In the first step, we also need to mention that we aliquoted the resuspended g-Blocks to avoid contamination and many unwanted freeze-thaw cycles.

You can find these protocols in our Experiments Page in the section "Cloning":

Experiments





~Test

In this part of our engineering cycle, we tested our protocols as defined above, and we tried different conditions to achieve the best possible results. Unfortunately, we were not able to obtain any colonies out of our transformation efforts.

As mentioned above the first steps of our pipeline concern the digestion of the g-blocks and the vector. We conducted these experiments as described in the corresponding protocols and ran electrophoresis of the samples. We got the same image as expected from our simulations, which means that there were no mistakes in these procedures that could be responsible for our results.

Initially, we used a ratio of 1:3 insert:vector in our ligation procedure, but did not get promising results, so after troubleshooting and consulting both the supervisors in our lab, our mentors, and our partners from iGEM Patras, we changed the ratio to 1:5 and even later on, to 1:7. Also, we used a combination of the above, with different ligation conditions. At first, we used an incubation at room temperature for a short period of time - 15 to 20 minutes - and then heat inactivation at 80°C or we incubated the ligated product at 16°C overnight. Regrettably, all of the above did not bear any encouraging results.

In every transformation, we used one plate for a positive control to see whether the problem was the competent cells we were using but still, this was not the issue. Our positive control had a lot of colonies whereas our samples were empty. So, we gathered that our competent cells were not ineffective, as to our ligation which was indeed problematic.

After many unsuccessful efforts to clone our parts, we decided to test if we can digest the vector only and re-ligate the linearized part and its insert. We used the same protocols as mentioned above, but still, we got no colonies. This way we concluded that there was no problem with the design of our parts, but with the ligation protocol itself.

Furthermore, during these experiments, we found out that the aliquots of the resuspended g-Blocks had different concentrations and in many of them it was very low. This could also be a problem that held back our cloning.




~Learn

Although we got no results, through troubleshooting, we came to a conclusion of what was wrong and found possible solutions. Unfortunately, due to the pressuring timeline of the competition, we were not able to test all the suggested alternatives from the troubleshooting of the first engineering cycle so we decided to proceed with the PCR cloning method to see whether we would receive better results.

Below, we are citing the solutions we came up with and the factors we believe they would affect.

Troubleshooting Possible explanations
Different T4 ligase Increase the ligation efficiency
Extended ligation time Increase the possibility of a successful ligated product
Different growth medium Increase the growth of transformed cells during the outgrowth step of transformation.
Reorder the parts and repeat the resuspension Achieve a better concentration of our toeholds

Table 3: Troubleshooting for cloning procedure






| Engineering Cycle 2



~Design

We used the same parts but this time we used PCR to amplify our sequences. For the design of our PCR, we used the Tm Calculator from NEB to ensure the best annealing temperature with regard to our primers’ nucleotide number, Tm, and GC content.

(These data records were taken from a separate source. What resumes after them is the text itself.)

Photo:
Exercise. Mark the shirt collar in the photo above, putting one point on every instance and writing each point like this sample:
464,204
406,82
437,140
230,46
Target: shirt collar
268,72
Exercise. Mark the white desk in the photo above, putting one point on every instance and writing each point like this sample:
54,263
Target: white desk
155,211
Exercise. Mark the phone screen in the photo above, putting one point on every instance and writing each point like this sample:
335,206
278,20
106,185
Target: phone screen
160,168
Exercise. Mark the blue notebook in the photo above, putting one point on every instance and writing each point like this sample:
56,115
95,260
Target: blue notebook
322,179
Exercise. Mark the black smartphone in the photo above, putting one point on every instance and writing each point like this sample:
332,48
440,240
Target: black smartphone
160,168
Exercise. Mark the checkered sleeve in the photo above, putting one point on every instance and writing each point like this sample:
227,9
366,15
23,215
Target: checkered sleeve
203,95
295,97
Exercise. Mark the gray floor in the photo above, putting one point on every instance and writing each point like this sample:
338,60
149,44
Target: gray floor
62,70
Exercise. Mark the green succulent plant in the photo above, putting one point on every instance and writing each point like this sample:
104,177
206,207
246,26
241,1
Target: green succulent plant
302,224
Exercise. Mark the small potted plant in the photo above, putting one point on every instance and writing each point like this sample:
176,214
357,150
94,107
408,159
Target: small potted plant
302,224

We also used the Benchling platform to cross-check the primers’ Tm which showed a slight difference so we tried both of the suggested annealing temperatures.



~Build

For this procedure, we used NEB's “PCR Cloning Kit” and we organized our experiments based on the protocol supplied by the manufacturer. The pipeline of these experiments is the following:
  • 1. Primer preparation
  • 2. Amplification of g-Blocks with PCR
  • 3. Gel extraction
  • 4. Ligation of insert and vector
  • 5. Transformation in competent cells
  • 6. Inoculation of liquid bacterial cultures
  • 7. Plasmid DNA isolation with minipreps
  • 8. Diagnostic Restriction Digestion
  • 9. Electrophoresis
  • 10. Sanger Sequencing



You can also find these protocols on our Experiments page:


Experiments




For the amplification of the parts with PCR, we used the “Q5-High Fidelity Master Mix” from NEB and we tried different settings, based on the corresponding protocol.



~Test

The bottleneck for this cycle was to achieve a satisfying amplification of the toeholds with PCR so we tried different approaches to succeed it. In this part of the engineering cycle, we used different temperature conditions for each PCR step. Specifically, we used both of the suggested Tms from Benchling and NEB Tm Calculator and we also changed the time of every step after troubleshooting and many consultations. As a way to find the best conditions, we changed the PCR cycles from 30 to 35 to receive a better final concentration.

After determining the appropriate annealing temperature, we experimented with different concentrations of the components of the reaction. Since our g-Blocks are resuspended in TE buffer, which contains EDTA that chelates Mg2+, we tried different concentrations of Mg2+. The concentration spectrum was 2-4 mM. Higher Mg2+ concentration increased the yield but also increased the byproducts of the reaction.



Figure 9: This is a photo of three PCR samples. For the first one, we initially added half the quantity of DNA of the other two samples and the higher Mg2+ quantity. The other two samples had the same quantity of DNA, but the first one had extra Mg2+. This experiment confirms the above, that the Mg2+ increases both the efficiency of the amplification but also, reduces the purity of the product.



After we succeeded to achieve a satisfying PCR result we were able to continue the procedure with the next steps as indicated in the Build section.



~Learn

In the end, we were finally able to clone 15 out of 16 of our toehold switches. The 16th toehold and specifically the part BBa_K3727030 that corresponds to the Toehold_Switch-1246 (3) was not cloned. We troubleshot to find out what could be the issue. Even though we received colonies on the plates there was no bacterial growth in our liquid cultures. For this reason, we tried preparing a new antibiotic stock, new plates with the proper antibiotic, and a new LB growth medium. However, the results were still disappointing. Since we didn’t have a lot of time to repeat the cloning procedures for this toehold we had the cloning of it at a stalemate until the end of the presentation.






3rd Direction


After we ensured that our toeholds functioned properly, we proceeded to the determination of the isothermal amplification method that would precede the detection of miRNAs by the Toehold Switches. To increase our method’s sensitivity and affordability, we decided to use the Exponential Amplification Reaction (EXPAR) method.

Our EXPAR protocols can be divided into 3 engineering cycles:
  • 1. Our attempts to establish an isothermal amplification protocol high specificity at 65 oC with end product DNA
  • 2. Our attempts to establish a low-temperature isothermal amplification protocol at 37 oC with end product DNA
  • 3. Our attempts to establish a low-temperature amplification protocol at 37 oC with end product RNA and the Template DNA needed for this reaction





| Engineering cycle 1


~Design

The EXPAR technique requires instead of primers, a very specific single-stranded DNA sequence, the so-called “Template DNA”, composed of three main regions (Figure 10).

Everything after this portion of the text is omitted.